Although early humans moved about from place to place with the seasons in search of food, they often used caves on a semi-permanent basis. These convenient natural dwellings offered shelter to small communities of hunter-gathers and were the focal center of many of their activities, from cooking to religious ceremonies. To supplement these activities, Neanderthals and early modern humans would often make fires inside the cave to roast their meat, warm themselves during cold nights, and illuminate the dark cavern. But there’s a problem: fires make a lot of smoke, and indoor smoke has the propensity to choke and blind people. So how did they do it?

According to a new study performed by archaeologists at Tel Aviv University, the indoor fires worked because they were perfectly planned. Ran Barkai and colleagues built a virtual model of the famous Lazaret Cave on the French Mediterranean coast, placing 16 hypothetical hearths throughout the cave, studying how smoke moved for each.

The Grotte du Lazaret along the French Riviera was excavated for many years, providing archaeologists and anthropologists with rich evidence including hearths of Neanderthals or their close relatives around 160,000 years ago. The cave offers generous living spaces, measuring 40 meters deep, up to 15 meters high, and 15 meters wide. Although Homo sapiens lived in this cave as well, judging from skeletal remains, some 40,000 years ago, Lazaret’s long history sheltering humans is largely tied to Neanderthals.

For each hypothetical hearth, the researchers simulated smoke density throughout the 290-square-meter cave. It turned out that the spot with the most optimal smoke dispersion coincided with the location of the actual hearths unearthed in the sediment layers of the cave. These hearths were all very closely placed across more than 150,000 years of habitation in virtually the same spot, around 13 meters from the cave mouth, roughly at the center of the cave.

In this location, the fire could be exploited to its fullest for various activities and needs while exposing them to a minimal amount of smoke. The least favorable location was the cave’s entrance — although the risk of smoke pollution is the lowest there, such a hearth is too far away to support other essential activities.

Previously, archaeologists had found multiple hearths across the cave’s 28 defined sediment layers (each corresponding to a distinct period of occupation), all of which were confined to the same five-square-meter area at the center of the cave. This prime location was close to areas of specialized activity, including those reserved for butchering animals like red deer, a space for drying and cooking meat, a dining area, another that served as a trash bin for discarded bones, a tool-making area, and sleeping quarters.

Neanderthal interior designers

This prehistoric cave organization was not random but rather planned, according to the location of the fireplace.

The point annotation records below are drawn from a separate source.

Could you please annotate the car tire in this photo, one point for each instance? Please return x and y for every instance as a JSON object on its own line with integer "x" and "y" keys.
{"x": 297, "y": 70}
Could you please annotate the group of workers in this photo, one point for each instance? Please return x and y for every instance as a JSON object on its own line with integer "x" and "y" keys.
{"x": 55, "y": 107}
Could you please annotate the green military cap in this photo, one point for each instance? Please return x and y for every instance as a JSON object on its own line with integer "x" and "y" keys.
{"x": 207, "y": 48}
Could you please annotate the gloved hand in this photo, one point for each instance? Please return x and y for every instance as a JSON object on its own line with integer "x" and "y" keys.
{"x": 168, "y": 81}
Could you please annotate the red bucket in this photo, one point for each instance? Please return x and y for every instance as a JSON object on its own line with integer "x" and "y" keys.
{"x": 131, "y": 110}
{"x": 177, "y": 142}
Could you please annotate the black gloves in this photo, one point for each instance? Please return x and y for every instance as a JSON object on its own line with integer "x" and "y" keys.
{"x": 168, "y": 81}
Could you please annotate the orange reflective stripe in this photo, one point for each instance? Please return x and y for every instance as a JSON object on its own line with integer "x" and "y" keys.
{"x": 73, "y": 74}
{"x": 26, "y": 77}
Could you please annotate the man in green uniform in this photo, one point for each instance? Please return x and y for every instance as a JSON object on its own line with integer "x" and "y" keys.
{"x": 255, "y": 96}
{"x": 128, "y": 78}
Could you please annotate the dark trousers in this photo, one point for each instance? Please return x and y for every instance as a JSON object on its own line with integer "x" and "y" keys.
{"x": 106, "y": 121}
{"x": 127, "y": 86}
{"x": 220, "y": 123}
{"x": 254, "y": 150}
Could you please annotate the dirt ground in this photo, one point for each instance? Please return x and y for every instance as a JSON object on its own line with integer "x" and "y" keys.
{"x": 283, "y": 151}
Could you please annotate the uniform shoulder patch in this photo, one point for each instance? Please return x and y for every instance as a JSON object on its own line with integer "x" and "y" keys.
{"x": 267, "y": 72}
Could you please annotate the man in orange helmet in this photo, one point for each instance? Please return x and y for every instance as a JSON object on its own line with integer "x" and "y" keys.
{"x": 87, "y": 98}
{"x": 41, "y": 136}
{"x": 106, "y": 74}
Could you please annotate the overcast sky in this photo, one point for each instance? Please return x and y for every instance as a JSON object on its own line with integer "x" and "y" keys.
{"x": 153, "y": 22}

“It is clear to us that once they entered, they made a survey of the cave and they invited a Neanderthal internal designer, and they decided, ‘We’ll put the kitchen here, we’ll put the sleeping area over here,’ and so on,” Barkai said.

These findings speak volumes about the organizational capabilities of Neanderthals, who were able to choose the perfect location for their hearth and manage the cave’s space as early as 170,000 years ago — long before modern humans set foot in Europe.

“This ability reflects ingenuity, experience, and planned action, as well as awareness of the health damage caused by smoke exposure. In addition, the simulation model we developed can assist archaeologists excavating new sites, enabling them to look for hearths and activity areas at their optimal locations,” Professor Barkai concludes.

The use of fire by early humans is still a matter of contention. Questions remain about when exactly in our evolution humans learned how to control fire and ignite it at a will and when humans began using fire on a daily basis. But if Lazaret is any indication, at least some groups of Neanderthals seemed to have a very good grasp of ancient pyrotechnics.

The findings were reported in the journal Scientific Reports.